Muchas veces pensamos que lo ideal es controlar las emociones y pensamos que lo adecuado para controlarlas es no sentir. Esta acción conlleva mucho esfuerzo y además provoca en nosotros insatisfacción. Esto ocurre porque cada emoción trae consigo una necesidad que necesita ser atendida. Si la emoción no es atendida la necesidad tampoco es satisfecha. Reconocer qué sentimos sirve para saber dónde estamos, para aceptar que la situación es esta y puede ser un periodo para averiguar qué necesitamos, en definitiva para escucharnos y atendernos. En ocasiones, es en este tipo de experiencias vitales nos encontraremos con “algo” que da sentido a nuestra existencia. Sampedro consigue apasionarse con la lectura,  disfruta leyendo y alivia el dolor que siente. Lo que nace como recurso para adaptarse a aquella situación -a esto en terapia Gestalt le llamamos ajuste creador- años más tarde le serviría para su profesión de escritor. Es este momento de gran impacto donde se cultiva un recurso que en un futuro servirá para darle sentido a su vida. Incluso de algún modo puede sentirse agradecido a sus padres, a la experiencia. Gracias a este hecho y probablemente a muchos más que encuentra su afición y profesión.

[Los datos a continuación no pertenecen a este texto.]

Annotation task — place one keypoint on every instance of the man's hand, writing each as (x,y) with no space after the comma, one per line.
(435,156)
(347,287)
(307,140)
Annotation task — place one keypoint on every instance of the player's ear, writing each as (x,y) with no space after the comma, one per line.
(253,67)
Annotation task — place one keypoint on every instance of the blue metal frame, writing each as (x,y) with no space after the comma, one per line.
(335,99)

No es fácil “quedarse” en una emoción, sobre todo si es de las que llamamos “negativas”. En terapia Gestalt entendemos que las emociones no son ni buenas ni malas, no son positivas o negativas, sino que simplemente son y nos informan de algo. De lo que nos informan lo dejaré para otro texto.

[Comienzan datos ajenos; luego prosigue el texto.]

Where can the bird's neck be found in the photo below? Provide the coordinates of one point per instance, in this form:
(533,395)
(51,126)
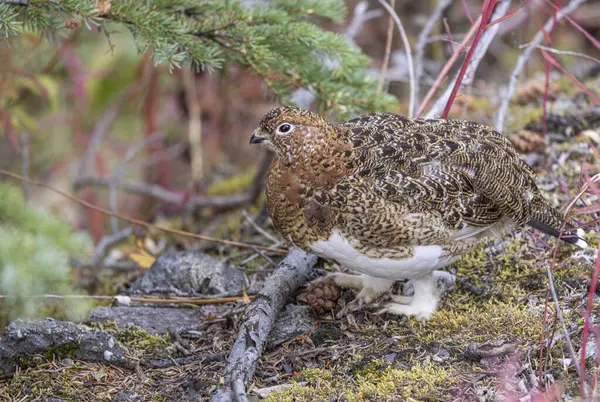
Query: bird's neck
(319,163)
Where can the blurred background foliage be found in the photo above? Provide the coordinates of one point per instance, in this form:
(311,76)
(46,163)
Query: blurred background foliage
(103,94)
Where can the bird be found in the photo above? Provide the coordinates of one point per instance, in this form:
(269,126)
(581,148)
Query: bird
(395,198)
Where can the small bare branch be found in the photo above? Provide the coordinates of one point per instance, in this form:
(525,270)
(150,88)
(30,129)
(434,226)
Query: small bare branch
(562,321)
(24,140)
(388,51)
(478,54)
(422,41)
(409,60)
(522,61)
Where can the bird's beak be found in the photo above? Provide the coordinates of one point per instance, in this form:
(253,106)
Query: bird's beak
(256,138)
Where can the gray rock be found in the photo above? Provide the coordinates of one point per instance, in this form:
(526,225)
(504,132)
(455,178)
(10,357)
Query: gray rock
(126,396)
(62,339)
(155,320)
(190,272)
(292,321)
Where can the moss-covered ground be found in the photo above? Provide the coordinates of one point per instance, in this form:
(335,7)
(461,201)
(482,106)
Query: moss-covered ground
(495,336)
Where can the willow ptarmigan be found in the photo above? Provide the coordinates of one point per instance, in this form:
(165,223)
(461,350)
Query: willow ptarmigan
(396,198)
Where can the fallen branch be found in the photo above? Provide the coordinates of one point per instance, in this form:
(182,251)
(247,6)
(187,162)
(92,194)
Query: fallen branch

Vivimos en un mundo en el que se promueve que tenemos que estar siempre bien, alegres a toda costa. A nadie le gusta sentirse enfadado, triste o tener miedo pero es que hay situaciones en la vida que inevitablemente provocan estas emociones. Pensamos que si estamos tristes lloraremos toda la vida. Sin embargo, paradójicamente cuando permanecemos en las emociones podemos descubrir otros aspectos, matices, otras sensaciones, otras emociones, recursos y habilidades de los que disponemos. Como en el relato de Sampedro, el hecho de reconocer años más tarde que se sentía solo, ser consciente de su tristeza, le permitió avanzar y darse cuenta de que aquello que ocurrió no sucedió por los motivos que él pensaba. Pudo darse cuenta de sus recursos y entender que la decisión que tomaron sus padres nace con la mejor de las intenciones. Fue un acto de amor.